Only the one who always froze him in place even from an impassable distance - a butterfly-pin that held him to war, because war was ever - the only - their connection. A shared passion and belief and unspeakable pleasure that she would never understand.
He couldn't let her see it, couldn't have them both, could never have had him in any case. He just had to stop reaching, and hold her tight, and go.
He wanted to take the glass spire of his existence - the not-much that he'd stepped into the world with at the age of fifteen, cracks padded out with additional losses and recriminations - and reshape it around her. Because if he couldn't touch something - someone - he couldn't understand it, and she, she was someone he could touch.
-
V
For five years afterwards, Gray Fox stopped trying to live. He didn't talk to Naomi about what had happened with Gustava, and when she tried to talk about it to him, he stared at nothing and tried not to show his rage. He took as many wetwork missions as he could get himself assigned to, as if enough blood could clean his memory and quench all the thirsts he'd ever had for a life that involved anything except killing. And the blood soaked through the years, through his gloves and skin and bones until it spattered against that solid rock in his memory: Big Boss didn't want it to be this way.
He was loyal to FOXHOUND, yes. He was a good Patriot mook. He wasn't trying to be more than that but he couldn't forget how much he'd once wanted more. Wanted to be alive, to live for someone he believed in.
And when Big Boss came back it was as if everything had slid back, along blood-slicked rails, into place; it was a perfect mirror of his fondest memories. They were together, CO and elite agent, just like they'd been before he'd been left to lick his wounds alone, lose his mind, find disillusionment.
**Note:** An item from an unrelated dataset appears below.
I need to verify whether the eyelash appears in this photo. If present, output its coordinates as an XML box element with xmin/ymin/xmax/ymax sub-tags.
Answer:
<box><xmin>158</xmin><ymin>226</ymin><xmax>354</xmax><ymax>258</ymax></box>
Like old times. He felt young again.
He basked in the trust placed in him by a man who he would do anything for. He realised, dimly, that this feeling had frozen inside him many years ago, just waiting for his hero to come home and offer Frank his leadership again in exchange for Frank's fealty and confidence. It had kept his feelings in place like an anchor, always moored close to Big Boss.
His commander confided in him about all of his plans and his objectives. Frank was often at his side, and always in contact via encrypted channels in case one of them needed to put a word in the other's ear. As Big Boss stuck pins into maps of Africa and central Asia, Frank watched him closely, with sidelong glances full of hidden warmth.
Long ago, this man had taught him to be honest with himself. Frank looked, and saw himself holding a candle up to an ice shelf.
He saw an old man, withered by time and anger into someone who hated the world and believed in nothing except destruction. Frank had been stuck in place, waiting, while the one he'd waited for had gone for good.
-
VI
Null cast away his anchor and drifted back into the void. He had missions to take, people to end, and orders to follow to perfection. The space between missions became crisp and white again. He wasn't searching for anything more.
He found it a year later at the end of a line of raw recruits, wearing a smirk and a crewcut that was already fraying lazily over his ears, and with all the life Null had ever seen in his commander glowering at him out of two clear blue eyes.